Time traveling on a Sunday night

There is an alley in Old City, between Church and Market, between 2nd and 3rd that is still paved with cobblestones. If you stand towards the end at night and squint your eyes so that the electric lights go fuzzy and don’t turn your head too much, you can imagine that you have left the modern era and are standing in any of the past four centuries.

Up above, towards the mouth of the alley, the two buildings on either side of you join to form one, bricks placed in shaky rows, so different from the militaristic bricks of modern buildings. There are forged metal balconies and fire escapes (okay so the fire escapes only take me a century and a half or so back).

I can picture housemaids, with their mob-capped heads, slopping the contents of their employers’ chamberpots out onto the street. Women walking, wrapped in long, dark clocks to protect them from the cold, trying to keep their toe-skimming skirts out of the muck and mud of the street. A doctor, making a house call, wearing a tall black hat, bag of remedies in one hand, while the other grasps at his lapels, keeping them joined against the wind. As he approaches his destination, he takes a minute to wipe the mess of the street off his shoes using the ubiquitious boot scrapers that are installed beside the stairs.

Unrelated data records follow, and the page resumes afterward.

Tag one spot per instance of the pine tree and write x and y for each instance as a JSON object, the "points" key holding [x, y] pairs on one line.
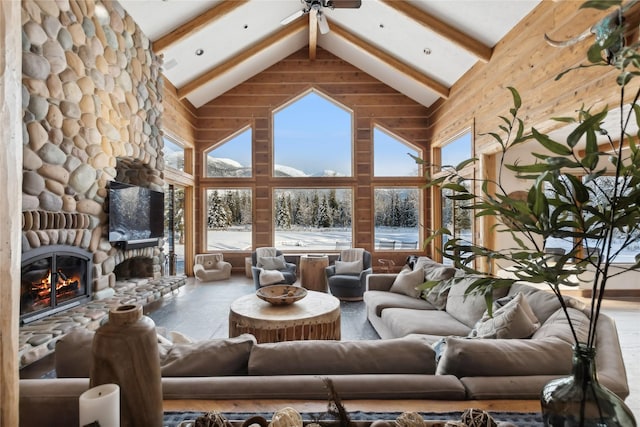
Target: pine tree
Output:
{"points": [[218, 214]]}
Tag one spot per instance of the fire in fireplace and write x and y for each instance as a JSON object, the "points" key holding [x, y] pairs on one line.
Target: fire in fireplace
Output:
{"points": [[54, 278]]}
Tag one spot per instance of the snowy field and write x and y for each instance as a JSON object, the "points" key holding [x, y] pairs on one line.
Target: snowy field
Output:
{"points": [[323, 239]]}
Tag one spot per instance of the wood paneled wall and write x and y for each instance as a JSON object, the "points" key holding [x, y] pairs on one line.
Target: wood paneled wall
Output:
{"points": [[10, 208], [179, 117], [253, 102], [525, 61]]}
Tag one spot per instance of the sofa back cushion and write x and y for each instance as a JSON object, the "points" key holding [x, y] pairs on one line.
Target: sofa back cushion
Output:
{"points": [[217, 357], [407, 281], [408, 355], [468, 309], [475, 357], [207, 358], [514, 319], [557, 326]]}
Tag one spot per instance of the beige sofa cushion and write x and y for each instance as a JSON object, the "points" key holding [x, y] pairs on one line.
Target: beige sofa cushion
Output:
{"points": [[411, 355], [73, 354], [474, 357], [216, 357], [468, 309], [407, 281], [557, 326], [515, 319], [207, 358]]}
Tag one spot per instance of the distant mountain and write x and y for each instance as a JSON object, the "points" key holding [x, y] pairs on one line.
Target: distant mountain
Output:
{"points": [[221, 167], [217, 166]]}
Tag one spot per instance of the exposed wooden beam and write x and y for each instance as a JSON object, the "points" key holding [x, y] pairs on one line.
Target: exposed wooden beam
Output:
{"points": [[196, 24], [288, 31], [313, 33], [400, 66], [429, 21]]}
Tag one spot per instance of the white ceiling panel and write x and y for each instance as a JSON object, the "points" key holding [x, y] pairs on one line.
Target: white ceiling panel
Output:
{"points": [[225, 37]]}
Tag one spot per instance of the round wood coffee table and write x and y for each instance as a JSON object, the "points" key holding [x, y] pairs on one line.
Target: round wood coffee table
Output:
{"points": [[314, 317]]}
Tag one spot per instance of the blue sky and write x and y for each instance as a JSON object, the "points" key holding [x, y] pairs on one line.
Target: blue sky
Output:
{"points": [[313, 135]]}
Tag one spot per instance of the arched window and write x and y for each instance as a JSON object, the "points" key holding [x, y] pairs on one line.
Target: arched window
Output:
{"points": [[230, 158], [391, 155], [312, 136]]}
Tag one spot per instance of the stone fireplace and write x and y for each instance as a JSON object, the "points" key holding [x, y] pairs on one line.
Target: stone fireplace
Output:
{"points": [[53, 278], [92, 113]]}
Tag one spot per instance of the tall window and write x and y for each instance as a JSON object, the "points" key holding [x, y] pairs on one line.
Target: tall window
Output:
{"points": [[312, 137], [453, 213], [457, 150], [391, 155], [228, 219], [397, 213], [600, 188], [173, 154], [174, 228], [231, 158], [312, 218]]}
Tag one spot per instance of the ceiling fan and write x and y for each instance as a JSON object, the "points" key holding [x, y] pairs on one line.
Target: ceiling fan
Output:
{"points": [[315, 7]]}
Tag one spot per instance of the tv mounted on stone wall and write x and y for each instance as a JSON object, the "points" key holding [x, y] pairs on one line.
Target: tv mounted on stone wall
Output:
{"points": [[136, 215]]}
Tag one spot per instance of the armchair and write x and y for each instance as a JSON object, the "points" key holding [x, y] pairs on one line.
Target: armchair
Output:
{"points": [[347, 278], [212, 266], [271, 260]]}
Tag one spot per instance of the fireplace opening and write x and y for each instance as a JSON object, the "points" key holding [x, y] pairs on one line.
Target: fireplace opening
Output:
{"points": [[53, 278]]}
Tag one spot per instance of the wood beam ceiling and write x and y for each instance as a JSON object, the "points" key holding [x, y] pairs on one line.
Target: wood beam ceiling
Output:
{"points": [[196, 24], [432, 23], [391, 61], [288, 31]]}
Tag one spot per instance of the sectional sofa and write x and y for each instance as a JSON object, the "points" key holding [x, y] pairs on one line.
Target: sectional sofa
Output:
{"points": [[513, 354], [444, 348]]}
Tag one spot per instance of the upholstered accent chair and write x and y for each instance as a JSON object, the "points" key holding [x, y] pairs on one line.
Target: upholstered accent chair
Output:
{"points": [[211, 266], [269, 267], [347, 278]]}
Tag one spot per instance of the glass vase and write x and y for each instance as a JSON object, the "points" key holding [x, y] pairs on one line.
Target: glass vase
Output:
{"points": [[580, 401]]}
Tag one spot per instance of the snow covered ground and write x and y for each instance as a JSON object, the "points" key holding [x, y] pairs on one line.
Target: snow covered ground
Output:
{"points": [[317, 239]]}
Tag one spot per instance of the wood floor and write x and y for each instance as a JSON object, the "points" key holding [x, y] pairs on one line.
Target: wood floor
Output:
{"points": [[200, 310]]}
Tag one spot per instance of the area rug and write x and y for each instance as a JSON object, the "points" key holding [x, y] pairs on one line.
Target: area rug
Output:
{"points": [[519, 419]]}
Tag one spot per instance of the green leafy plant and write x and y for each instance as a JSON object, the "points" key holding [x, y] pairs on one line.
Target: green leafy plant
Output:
{"points": [[564, 193]]}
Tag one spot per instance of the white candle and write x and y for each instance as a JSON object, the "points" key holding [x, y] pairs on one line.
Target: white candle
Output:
{"points": [[101, 404]]}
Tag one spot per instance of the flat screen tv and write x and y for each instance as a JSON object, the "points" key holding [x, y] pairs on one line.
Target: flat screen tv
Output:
{"points": [[136, 214]]}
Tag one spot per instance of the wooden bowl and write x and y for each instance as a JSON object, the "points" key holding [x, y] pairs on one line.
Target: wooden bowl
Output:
{"points": [[281, 294]]}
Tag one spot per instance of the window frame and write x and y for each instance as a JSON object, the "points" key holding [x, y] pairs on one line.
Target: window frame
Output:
{"points": [[470, 171]]}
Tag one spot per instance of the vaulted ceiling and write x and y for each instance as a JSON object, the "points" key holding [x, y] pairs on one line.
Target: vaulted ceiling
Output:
{"points": [[420, 47]]}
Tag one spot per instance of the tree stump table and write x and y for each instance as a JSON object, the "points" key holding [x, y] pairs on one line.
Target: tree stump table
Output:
{"points": [[314, 317], [312, 272]]}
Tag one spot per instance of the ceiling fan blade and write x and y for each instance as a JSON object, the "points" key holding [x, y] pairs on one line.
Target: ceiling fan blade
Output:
{"points": [[289, 19], [344, 4]]}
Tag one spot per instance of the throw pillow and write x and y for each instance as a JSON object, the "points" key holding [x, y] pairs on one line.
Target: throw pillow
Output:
{"points": [[513, 320], [349, 267], [406, 283], [272, 263], [437, 295]]}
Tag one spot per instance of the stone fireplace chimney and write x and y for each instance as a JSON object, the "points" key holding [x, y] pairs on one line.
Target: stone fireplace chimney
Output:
{"points": [[92, 103]]}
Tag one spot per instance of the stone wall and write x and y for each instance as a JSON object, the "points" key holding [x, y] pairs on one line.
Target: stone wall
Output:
{"points": [[91, 94]]}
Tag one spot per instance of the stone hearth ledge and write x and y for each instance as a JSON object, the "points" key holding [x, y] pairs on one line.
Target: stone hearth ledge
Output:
{"points": [[38, 339]]}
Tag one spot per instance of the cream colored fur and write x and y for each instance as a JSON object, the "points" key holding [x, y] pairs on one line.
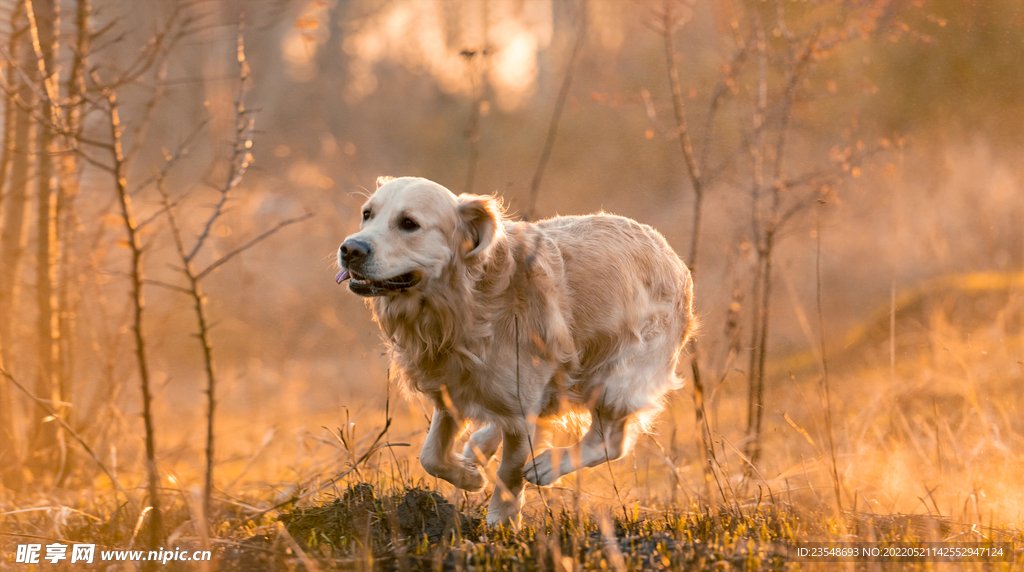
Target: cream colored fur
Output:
{"points": [[511, 322]]}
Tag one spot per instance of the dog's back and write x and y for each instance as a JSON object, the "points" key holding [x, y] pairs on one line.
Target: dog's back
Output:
{"points": [[630, 300]]}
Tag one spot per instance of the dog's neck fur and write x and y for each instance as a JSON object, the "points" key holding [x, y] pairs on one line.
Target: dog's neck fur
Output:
{"points": [[432, 338]]}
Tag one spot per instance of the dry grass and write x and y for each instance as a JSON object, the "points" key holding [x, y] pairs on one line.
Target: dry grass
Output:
{"points": [[932, 453]]}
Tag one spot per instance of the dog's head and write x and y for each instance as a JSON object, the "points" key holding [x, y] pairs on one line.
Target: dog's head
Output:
{"points": [[414, 231]]}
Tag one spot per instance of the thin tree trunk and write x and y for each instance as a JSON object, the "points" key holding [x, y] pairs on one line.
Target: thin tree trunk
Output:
{"points": [[13, 229], [705, 447], [43, 22], [135, 273]]}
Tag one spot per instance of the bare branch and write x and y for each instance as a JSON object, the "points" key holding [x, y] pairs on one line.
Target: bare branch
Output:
{"points": [[252, 244], [563, 93], [51, 413]]}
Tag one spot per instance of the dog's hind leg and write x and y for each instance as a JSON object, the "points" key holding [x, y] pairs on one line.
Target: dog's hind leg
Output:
{"points": [[607, 439], [439, 460], [506, 502], [483, 443]]}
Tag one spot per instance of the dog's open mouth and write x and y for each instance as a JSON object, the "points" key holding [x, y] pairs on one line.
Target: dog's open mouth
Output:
{"points": [[366, 287]]}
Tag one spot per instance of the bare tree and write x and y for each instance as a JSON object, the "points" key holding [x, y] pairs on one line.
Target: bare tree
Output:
{"points": [[13, 227]]}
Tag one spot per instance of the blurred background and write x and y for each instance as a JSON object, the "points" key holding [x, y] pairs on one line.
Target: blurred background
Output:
{"points": [[859, 182]]}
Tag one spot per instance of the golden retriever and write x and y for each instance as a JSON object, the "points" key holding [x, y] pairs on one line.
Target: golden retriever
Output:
{"points": [[507, 322]]}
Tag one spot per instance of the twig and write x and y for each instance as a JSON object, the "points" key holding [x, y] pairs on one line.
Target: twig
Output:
{"points": [[824, 367], [51, 413], [563, 92], [134, 245], [252, 244]]}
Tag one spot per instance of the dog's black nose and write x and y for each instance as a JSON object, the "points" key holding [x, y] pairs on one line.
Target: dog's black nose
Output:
{"points": [[353, 252]]}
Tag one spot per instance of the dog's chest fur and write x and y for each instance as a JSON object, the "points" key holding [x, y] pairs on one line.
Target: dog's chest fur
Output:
{"points": [[459, 346]]}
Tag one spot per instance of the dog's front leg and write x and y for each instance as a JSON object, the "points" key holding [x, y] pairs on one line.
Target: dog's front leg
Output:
{"points": [[439, 460], [506, 502]]}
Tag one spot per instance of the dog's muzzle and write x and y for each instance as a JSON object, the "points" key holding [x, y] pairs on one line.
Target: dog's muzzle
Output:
{"points": [[353, 254]]}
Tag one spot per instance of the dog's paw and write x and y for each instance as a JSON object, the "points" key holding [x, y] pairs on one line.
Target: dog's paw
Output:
{"points": [[542, 470], [467, 476], [504, 509], [471, 454]]}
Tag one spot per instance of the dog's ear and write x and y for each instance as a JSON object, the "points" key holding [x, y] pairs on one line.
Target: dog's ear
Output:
{"points": [[481, 221]]}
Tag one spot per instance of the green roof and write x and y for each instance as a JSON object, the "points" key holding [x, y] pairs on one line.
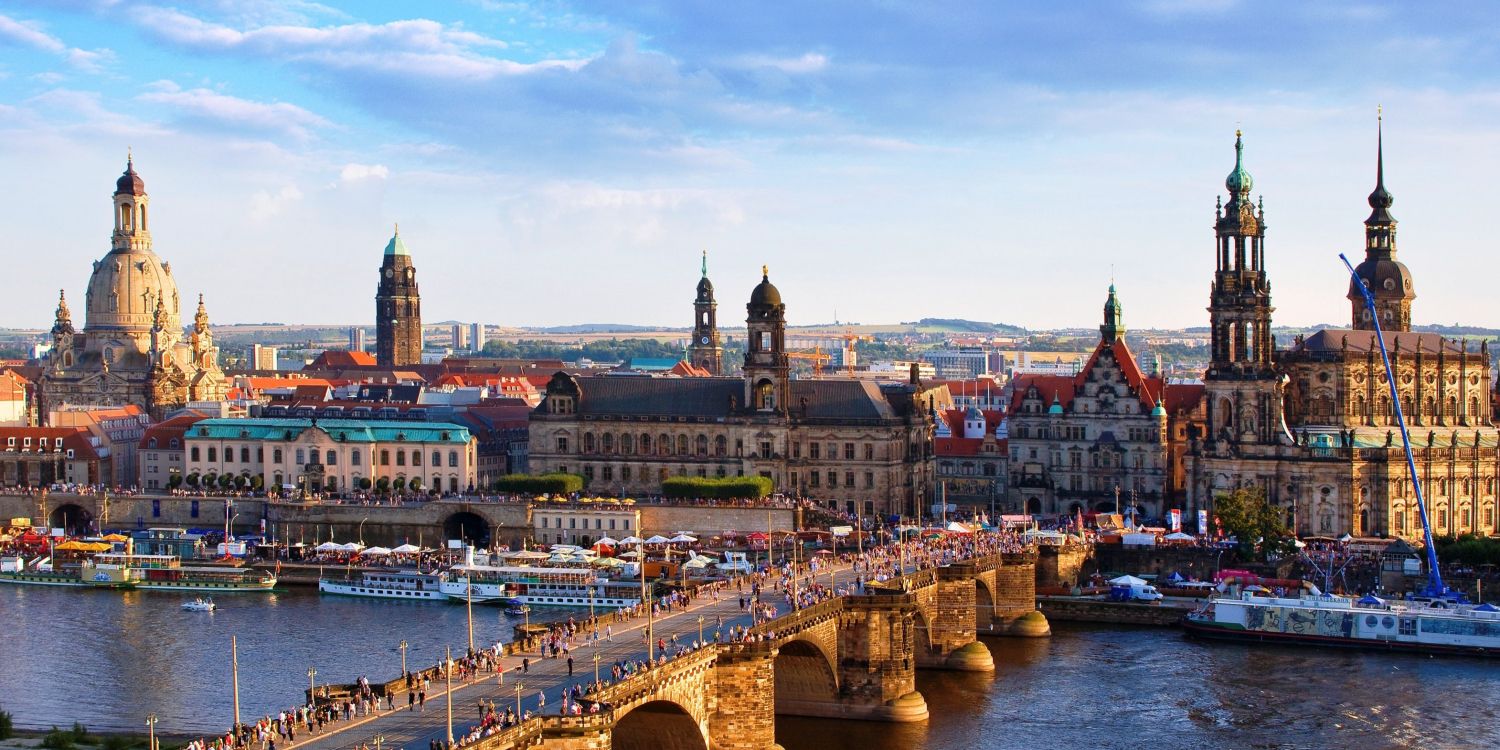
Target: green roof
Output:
{"points": [[395, 246], [342, 431]]}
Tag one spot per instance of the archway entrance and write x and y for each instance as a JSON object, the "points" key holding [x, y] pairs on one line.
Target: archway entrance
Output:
{"points": [[470, 527], [659, 725], [74, 518], [803, 675]]}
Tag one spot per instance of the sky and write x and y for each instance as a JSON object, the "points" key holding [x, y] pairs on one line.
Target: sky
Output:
{"points": [[555, 162]]}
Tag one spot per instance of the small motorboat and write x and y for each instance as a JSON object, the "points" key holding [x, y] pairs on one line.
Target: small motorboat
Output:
{"points": [[200, 605]]}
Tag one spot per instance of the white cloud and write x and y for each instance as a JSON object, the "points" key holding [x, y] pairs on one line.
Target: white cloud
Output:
{"points": [[266, 204], [30, 35], [807, 63], [411, 47], [354, 173], [206, 104]]}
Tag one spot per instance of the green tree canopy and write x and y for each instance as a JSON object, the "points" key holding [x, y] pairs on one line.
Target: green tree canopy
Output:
{"points": [[1256, 525]]}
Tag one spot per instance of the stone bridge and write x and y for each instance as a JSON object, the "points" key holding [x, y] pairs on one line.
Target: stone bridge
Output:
{"points": [[848, 657]]}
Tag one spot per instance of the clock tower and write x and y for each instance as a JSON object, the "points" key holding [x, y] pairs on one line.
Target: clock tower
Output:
{"points": [[705, 350], [398, 309]]}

Horses pulling carriages, their hooves clacking against the surface of the street. Gaslights flickering and illuminating corners and casting shadows.

This is why I live in Philadelphia.

0 thoughts on “Time traveling on a Sunday night

  1. aasmodeus

    cool, i was just in that area recently and snapped a pic of an alley in such a way as to remove the trashcans and modern fire hydrant, leaving only 18th and 19th century philadelphia scene. if it’s not already on my blog i’ll look for it and post it up. i loved passing by it!